Jaime Salinas, hijo del poeta Pedro Salinas exiliado en Norteamérica tras la Guerra Civil, se educó en Estados Unidos, participó en la Segunda Guerra Mundial como conductor de ambulancias y acabó por recalar en Barcelona, donde se unió al muy solvente equipo editorial creado por Víctor Seix y Carlos Barral, lo que le permitió codearse con todos los grandes editores internacionales. También colaboró decisivamente con todos ellos pastoreando el Premio Formentor a novelas inéditas y el muy prestigioso Premio Internacional de Literatura al conjunto de una obra, que se concedió a escritores de la talla de Samuel Beckett, Witold Gombrowicz, Alejo Carpentier, Borges, Saul Bellow o Carlo Emilio Gadda. Cuando consideró acabada su estancia en Seix, se integró en un proyecto editorial que estaba proponiendo en Madrid José Ortega Spottorno, otro hijo de un ilustre intelectual, José Ortega y Gasset. El proyecto era abrir un nuevo sello editorial dedicado al libro de bolsillo. Los editorsin-chief del proyecto fueron Javier Pradera, que provenía del Fondo de Cultura de México en España, y Salinas. Así nació el catálogo de Alianza Editorial, la empresa editorial y cultural española más importante de la época, que hoy sigue en activo. Salinas se ocupaba de las secciones de literatura y Pradera de las humanidades.

Con el tiempo, Salinas acabó por separarse de Alianza para llegar a un acuerdo con Jesús Huarte, perteneciente a la familia Huarte, para relanzar la editorial de estos últimos, que estaba bajo el mando en comandita de los hermanos Cela. La editorial era Alfaguara y allí fue donde Jaime Salinas pudo llevar a cabo una transformación que, como en el caso de Alianza, aunque de manera diferente, ha dejado una huella indeleble en la edición española. Con la Alfaguara de Salinas se produjeron cambios sustanciales en la edición española: el primero, un diseño de portada sencillo y reconocible en el que el nombre del autor era el de primera importancia. Si en el éxito de Alianza fue decisiva y distintiva la aportación del genial grafista Daniel Gil, en esta etapa de Alfaguara lo fue la del diseñador catalán Enric Satué, que se encargó también de crear la maqueta (formatos, márgenes, medianiles, orlas, etc.). La segunda innovación fue la de sacar a la portada del libro los nombres de los traductores reconociendo su relevancia, lo que fue seguido por buena parte de los editores españoles desde entonces. También tomó la decisión de dedicarse a dar a conocer la obra más importante de los autores elegidos por él, con lo cual se centraba –tal como concibió la portada– en el seguimiento del autor seleccionado siempre que fuera posible, lo que convertía a sus autores y a su catálogo en seña de identidad de la casa. Así comenzó con nombres como Henry Miller, Marguerite Yourcenar o Günter Grass.

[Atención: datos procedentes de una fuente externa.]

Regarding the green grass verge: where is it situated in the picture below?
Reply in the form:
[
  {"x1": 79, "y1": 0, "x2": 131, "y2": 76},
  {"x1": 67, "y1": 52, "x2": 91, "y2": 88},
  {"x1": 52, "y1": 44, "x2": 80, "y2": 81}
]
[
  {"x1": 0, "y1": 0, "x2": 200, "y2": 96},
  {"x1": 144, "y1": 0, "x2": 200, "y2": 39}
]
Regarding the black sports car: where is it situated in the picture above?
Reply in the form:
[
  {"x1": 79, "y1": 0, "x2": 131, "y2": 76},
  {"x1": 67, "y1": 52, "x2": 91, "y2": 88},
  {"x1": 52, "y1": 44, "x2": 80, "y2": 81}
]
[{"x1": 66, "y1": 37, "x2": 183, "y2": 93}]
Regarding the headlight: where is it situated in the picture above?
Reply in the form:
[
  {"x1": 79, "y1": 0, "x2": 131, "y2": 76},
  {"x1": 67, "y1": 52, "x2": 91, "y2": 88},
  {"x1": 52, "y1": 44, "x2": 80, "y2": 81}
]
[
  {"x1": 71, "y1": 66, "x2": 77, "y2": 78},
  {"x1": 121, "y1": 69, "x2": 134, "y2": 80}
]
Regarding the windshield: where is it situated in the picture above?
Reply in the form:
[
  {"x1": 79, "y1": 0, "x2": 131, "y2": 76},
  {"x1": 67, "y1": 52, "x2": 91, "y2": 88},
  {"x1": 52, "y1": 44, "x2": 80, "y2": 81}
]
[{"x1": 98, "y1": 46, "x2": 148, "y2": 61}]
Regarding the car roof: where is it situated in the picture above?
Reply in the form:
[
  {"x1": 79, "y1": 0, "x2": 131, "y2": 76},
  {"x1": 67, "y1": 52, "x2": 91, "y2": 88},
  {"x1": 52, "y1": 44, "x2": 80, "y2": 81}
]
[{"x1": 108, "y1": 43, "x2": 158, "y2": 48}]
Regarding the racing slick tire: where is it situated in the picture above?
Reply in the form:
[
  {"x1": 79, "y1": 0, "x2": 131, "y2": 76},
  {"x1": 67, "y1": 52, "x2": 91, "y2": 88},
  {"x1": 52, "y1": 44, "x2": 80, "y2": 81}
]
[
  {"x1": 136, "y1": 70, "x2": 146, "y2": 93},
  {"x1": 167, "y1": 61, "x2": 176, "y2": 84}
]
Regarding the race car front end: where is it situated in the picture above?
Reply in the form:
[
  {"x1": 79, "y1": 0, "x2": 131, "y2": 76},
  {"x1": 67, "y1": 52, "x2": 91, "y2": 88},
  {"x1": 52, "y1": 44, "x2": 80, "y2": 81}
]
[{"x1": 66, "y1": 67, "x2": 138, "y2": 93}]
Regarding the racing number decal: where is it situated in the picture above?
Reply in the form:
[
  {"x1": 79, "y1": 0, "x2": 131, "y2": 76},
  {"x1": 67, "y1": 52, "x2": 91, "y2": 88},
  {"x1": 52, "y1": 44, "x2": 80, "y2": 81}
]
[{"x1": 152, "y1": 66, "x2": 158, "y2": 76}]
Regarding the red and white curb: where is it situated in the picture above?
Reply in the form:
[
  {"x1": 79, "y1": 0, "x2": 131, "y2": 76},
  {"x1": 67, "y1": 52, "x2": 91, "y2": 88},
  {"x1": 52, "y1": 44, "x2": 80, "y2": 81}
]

Jaime Salinas era, por así decirlo, un profesional con un instinto muy desarrollado de lo que podríamos denominar el glamour de la cultura y, como tal, un editor de gusto refinado, y a su lado se constituyó una mitología del esplendor que abarcaba desde sus legendarios lanzamientos hasta sus comités de lectura, donde reunía, en consejo de lectores abierto al público, a los más lúcidos escritores de la época, tanto a la pareja Juan Benet-Juan García Hortelano, un dúo que acabó haciendo giras por todo el mundo del espectáculo con enorme éxito debido a su irresistible vis cómica, lo que les valió, entre sus amigos, el apodo de Pompoff y Teddy, como a los jóvenes aspirantes a la élite de la cultura encabezados por Javier Marías y el segundo de Salinas, Eduardo Naval. La aventura de Alfaguara duró unos años inolvidables hasta que Salinas fue propuesto para la Dirección General del Libro del Ministerio de Cultura. Cinco años más tarde regresó a la edición, esta vez a un señero sello español: Aguilar, recién adquirido entonces por Ignacio Cardenal –gerente de Altea-Taurus-Alfaguara– para el Grupo Timón, donde dio fin a su labor editorial.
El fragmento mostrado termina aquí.